Artificial intelligence systems aren’t born smart. They have to be taught and trained. If you’ve got an iPhone, you might remember training Siri by repeating a few phrases, like “Hey Siri, it’s me”. That’s how it learns your voice – accurately. I believe Amazon’s Alexa has a similar feature.
But these guys have a head start: a huge set of training data. For the most part, your system already knows how to hear and understand you. That’s because big companies like Apple and Amazon have the resources to run a zillion samples through their speech recognition system and teach it.
Now consider an independent AI assistant, one that doesn’t spy on you or use your data for marketing purposes. That would be Mycroft, which I’ve written about before. I don’t have one of their standalone devices, but I do have the KDE desktop widget up and running. It’s not perfect, but it’s free, open source, and it does indeed work.

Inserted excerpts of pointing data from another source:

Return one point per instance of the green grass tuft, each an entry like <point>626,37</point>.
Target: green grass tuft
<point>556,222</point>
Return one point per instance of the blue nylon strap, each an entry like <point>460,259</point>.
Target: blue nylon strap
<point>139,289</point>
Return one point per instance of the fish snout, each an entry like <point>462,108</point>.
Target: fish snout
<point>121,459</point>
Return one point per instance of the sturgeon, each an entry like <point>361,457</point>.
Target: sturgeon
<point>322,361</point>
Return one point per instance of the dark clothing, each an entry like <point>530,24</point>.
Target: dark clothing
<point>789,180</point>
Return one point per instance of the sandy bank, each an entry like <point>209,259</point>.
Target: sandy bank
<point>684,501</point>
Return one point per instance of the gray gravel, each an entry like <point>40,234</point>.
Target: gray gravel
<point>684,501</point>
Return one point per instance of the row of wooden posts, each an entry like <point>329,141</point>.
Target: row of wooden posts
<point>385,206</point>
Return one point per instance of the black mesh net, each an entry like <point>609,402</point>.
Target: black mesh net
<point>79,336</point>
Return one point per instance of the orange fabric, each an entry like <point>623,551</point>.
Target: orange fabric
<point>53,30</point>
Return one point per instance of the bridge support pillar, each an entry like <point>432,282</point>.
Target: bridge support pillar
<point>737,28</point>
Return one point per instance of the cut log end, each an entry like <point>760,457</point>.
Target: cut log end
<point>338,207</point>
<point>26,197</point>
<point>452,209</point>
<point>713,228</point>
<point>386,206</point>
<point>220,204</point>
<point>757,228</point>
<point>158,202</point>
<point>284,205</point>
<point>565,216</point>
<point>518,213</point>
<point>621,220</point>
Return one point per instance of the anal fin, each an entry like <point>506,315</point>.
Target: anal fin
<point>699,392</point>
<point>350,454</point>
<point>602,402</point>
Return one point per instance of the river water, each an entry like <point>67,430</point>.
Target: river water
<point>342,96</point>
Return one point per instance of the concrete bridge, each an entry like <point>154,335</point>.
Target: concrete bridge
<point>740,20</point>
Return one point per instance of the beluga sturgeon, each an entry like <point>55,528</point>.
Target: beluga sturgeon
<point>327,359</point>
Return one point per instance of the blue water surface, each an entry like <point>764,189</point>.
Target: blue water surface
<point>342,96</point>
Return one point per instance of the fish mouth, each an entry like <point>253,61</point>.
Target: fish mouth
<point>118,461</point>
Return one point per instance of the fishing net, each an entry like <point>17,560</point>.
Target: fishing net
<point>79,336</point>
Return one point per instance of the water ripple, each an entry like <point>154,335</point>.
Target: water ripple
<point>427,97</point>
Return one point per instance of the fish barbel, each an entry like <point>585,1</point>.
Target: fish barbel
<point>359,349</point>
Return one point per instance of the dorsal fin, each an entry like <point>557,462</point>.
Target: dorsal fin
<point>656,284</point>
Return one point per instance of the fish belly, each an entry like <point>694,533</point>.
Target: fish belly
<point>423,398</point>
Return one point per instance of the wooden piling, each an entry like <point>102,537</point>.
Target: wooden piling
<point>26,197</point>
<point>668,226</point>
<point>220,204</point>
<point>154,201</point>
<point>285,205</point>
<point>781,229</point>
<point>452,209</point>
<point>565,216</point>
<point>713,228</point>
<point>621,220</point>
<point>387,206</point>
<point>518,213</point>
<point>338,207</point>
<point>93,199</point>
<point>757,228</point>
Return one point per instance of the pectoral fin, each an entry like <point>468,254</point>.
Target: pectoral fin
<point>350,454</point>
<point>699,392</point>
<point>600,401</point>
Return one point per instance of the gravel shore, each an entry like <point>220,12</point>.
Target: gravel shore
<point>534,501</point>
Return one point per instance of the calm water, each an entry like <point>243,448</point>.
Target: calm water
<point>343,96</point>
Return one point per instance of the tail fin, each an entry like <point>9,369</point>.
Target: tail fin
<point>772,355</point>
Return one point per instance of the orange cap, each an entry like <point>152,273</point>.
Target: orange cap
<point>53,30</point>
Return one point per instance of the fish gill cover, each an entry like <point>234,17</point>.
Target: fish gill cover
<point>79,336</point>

Here’s a clip of it in action. You can’t hear me, but you’ll see it processing and hear it answering.
It’s not perfect by any means, but considering it’s built by volunteers with donated money, I think it’s pretty impressive.
They’ve got a new project underway right now: training a better voice recognition system. A screenshot of it is at the top of this post.

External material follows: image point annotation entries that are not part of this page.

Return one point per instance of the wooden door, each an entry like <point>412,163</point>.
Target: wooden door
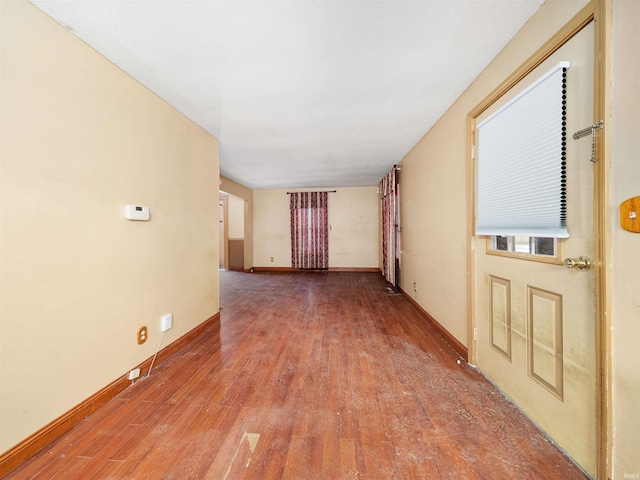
<point>535,318</point>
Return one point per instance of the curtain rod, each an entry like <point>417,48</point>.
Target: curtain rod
<point>322,191</point>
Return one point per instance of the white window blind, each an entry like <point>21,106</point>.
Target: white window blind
<point>521,169</point>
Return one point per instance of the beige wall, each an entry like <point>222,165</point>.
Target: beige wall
<point>353,218</point>
<point>625,183</point>
<point>433,209</point>
<point>433,186</point>
<point>80,139</point>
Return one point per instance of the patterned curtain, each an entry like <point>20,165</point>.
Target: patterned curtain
<point>309,230</point>
<point>389,230</point>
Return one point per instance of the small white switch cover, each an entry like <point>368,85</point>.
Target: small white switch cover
<point>167,322</point>
<point>136,212</point>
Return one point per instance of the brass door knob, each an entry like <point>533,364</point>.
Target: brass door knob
<point>580,263</point>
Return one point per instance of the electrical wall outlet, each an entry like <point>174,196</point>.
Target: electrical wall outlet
<point>142,335</point>
<point>166,323</point>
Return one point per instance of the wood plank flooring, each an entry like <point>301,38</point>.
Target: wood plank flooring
<point>307,376</point>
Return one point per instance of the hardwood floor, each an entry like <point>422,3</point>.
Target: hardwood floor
<point>307,376</point>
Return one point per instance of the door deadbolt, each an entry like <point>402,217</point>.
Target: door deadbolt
<point>580,263</point>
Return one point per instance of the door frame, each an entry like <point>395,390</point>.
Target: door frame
<point>599,12</point>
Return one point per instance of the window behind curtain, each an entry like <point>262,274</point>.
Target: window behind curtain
<point>309,230</point>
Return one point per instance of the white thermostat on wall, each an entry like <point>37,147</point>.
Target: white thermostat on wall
<point>136,212</point>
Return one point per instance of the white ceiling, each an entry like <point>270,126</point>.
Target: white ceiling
<point>302,93</point>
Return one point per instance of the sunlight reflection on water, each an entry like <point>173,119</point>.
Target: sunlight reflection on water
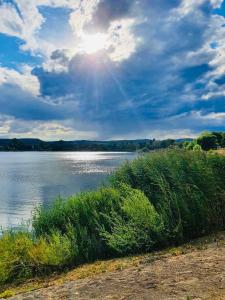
<point>28,179</point>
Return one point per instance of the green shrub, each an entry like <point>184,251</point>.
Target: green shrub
<point>138,228</point>
<point>22,256</point>
<point>186,188</point>
<point>162,198</point>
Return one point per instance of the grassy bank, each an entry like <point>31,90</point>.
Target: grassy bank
<point>158,200</point>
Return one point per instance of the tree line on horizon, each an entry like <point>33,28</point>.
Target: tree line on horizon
<point>120,145</point>
<point>206,141</point>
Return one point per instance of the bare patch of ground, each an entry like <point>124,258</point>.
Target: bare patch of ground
<point>194,271</point>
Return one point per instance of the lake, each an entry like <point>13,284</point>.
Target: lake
<point>28,179</point>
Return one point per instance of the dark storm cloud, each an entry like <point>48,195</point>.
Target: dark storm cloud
<point>157,83</point>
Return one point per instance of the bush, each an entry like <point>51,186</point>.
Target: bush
<point>162,198</point>
<point>186,188</point>
<point>138,228</point>
<point>22,256</point>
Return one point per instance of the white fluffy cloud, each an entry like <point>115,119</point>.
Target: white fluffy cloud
<point>24,79</point>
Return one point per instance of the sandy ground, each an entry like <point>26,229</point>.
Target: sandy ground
<point>198,272</point>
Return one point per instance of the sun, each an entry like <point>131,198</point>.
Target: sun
<point>92,43</point>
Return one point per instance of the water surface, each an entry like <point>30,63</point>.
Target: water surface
<point>28,179</point>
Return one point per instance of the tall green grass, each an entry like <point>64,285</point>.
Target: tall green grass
<point>159,199</point>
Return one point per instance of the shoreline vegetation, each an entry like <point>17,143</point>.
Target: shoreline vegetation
<point>158,200</point>
<point>142,145</point>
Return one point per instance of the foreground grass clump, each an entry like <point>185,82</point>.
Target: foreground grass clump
<point>159,199</point>
<point>186,188</point>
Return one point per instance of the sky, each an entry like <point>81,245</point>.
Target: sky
<point>111,69</point>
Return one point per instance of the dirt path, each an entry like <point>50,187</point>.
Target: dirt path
<point>198,273</point>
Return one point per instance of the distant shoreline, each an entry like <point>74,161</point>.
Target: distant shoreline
<point>143,145</point>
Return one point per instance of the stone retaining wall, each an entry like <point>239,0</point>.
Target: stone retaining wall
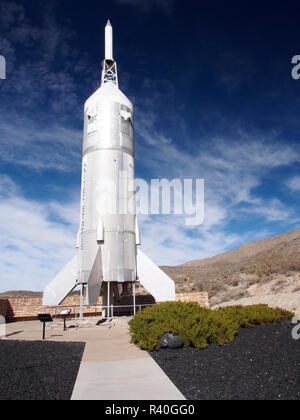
<point>17,309</point>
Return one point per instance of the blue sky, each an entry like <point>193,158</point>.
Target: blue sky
<point>214,99</point>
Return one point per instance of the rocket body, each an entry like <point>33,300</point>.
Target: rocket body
<point>107,191</point>
<point>108,233</point>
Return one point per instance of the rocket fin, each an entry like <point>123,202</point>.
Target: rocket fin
<point>158,284</point>
<point>62,284</point>
<point>95,280</point>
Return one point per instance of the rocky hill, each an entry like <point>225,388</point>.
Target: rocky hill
<point>271,264</point>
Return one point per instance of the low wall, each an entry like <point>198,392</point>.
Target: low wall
<point>18,309</point>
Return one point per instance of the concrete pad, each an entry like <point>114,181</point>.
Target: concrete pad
<point>132,379</point>
<point>112,368</point>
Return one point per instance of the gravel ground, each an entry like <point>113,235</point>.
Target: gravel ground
<point>38,370</point>
<point>262,363</point>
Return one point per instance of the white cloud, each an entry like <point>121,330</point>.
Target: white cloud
<point>146,5</point>
<point>33,247</point>
<point>294,183</point>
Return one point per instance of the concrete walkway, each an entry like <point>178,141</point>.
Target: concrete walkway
<point>112,368</point>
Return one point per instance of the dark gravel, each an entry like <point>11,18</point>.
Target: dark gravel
<point>263,363</point>
<point>38,370</point>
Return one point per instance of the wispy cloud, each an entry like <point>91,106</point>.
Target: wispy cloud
<point>147,5</point>
<point>35,240</point>
<point>294,183</point>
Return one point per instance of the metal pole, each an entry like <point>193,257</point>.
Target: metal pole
<point>108,300</point>
<point>134,306</point>
<point>81,302</point>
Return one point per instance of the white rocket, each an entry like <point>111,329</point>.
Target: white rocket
<point>108,233</point>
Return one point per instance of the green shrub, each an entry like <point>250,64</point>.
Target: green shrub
<point>198,326</point>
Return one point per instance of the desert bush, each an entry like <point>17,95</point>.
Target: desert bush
<point>198,327</point>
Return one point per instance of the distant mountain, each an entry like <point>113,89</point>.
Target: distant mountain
<point>265,270</point>
<point>254,262</point>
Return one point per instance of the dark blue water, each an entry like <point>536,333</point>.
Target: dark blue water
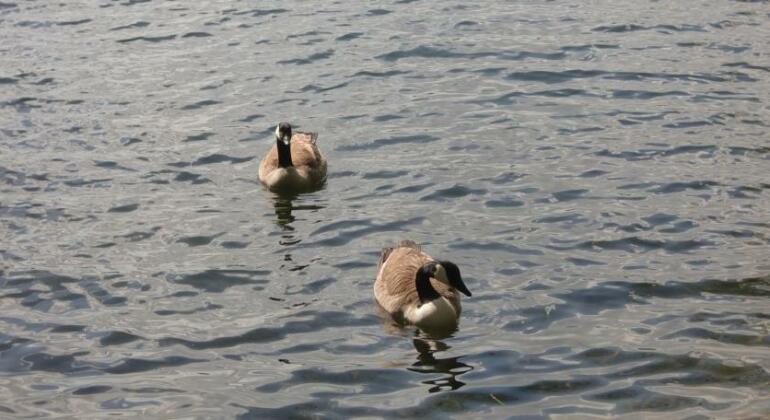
<point>599,172</point>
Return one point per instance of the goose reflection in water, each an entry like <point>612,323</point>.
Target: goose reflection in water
<point>427,363</point>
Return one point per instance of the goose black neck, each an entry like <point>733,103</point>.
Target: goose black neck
<point>284,154</point>
<point>425,290</point>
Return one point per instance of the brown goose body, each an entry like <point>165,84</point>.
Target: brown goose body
<point>306,170</point>
<point>395,289</point>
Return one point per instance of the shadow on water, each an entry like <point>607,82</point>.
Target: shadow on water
<point>428,363</point>
<point>286,207</point>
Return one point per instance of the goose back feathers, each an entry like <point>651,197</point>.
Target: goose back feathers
<point>415,288</point>
<point>294,163</point>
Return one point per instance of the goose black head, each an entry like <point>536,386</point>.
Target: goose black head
<point>283,132</point>
<point>448,273</point>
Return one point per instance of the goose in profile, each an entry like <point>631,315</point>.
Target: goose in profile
<point>294,164</point>
<point>414,288</point>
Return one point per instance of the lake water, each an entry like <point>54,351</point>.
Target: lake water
<point>597,170</point>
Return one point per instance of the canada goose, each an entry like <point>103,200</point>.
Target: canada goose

What they’ve done is gotten the community to submit a collection of training data – people from around the world waking up Mycroft by saying “Hey, Mycroft.” The rest of us get to listen to the samples and grade the clarity of the recording. If you definitely hear “Hey, Mycroft”, you give that sample a thumbs-up. If it’s murky or unclear, you tag it as a maybe. And of course, if it’s just background chatter or noise, you flag it as a negative.
All this (anonymous) data is used to teach the AI what “Hey, Mycroft” sounds like. The community provided the samples, now the community is helping to teach the AI.
It’s really pretty cool. Although I admit my bias and fondness for the KDE ecosystem, Mycroft still has catching up to do. It’s not nearly as responsive as Alexa or Siri, but it simply can’t match Amazon or Apple or Google in terms of development resources. And so I pitch in. I’ll take a half hour to listen to samples and grade them. I’ll fiddle about with the desktop widget and report bugs or issues.
Because it’s open source, I might even dream up and program a skill for it.
After I do everything else on my list, naturally.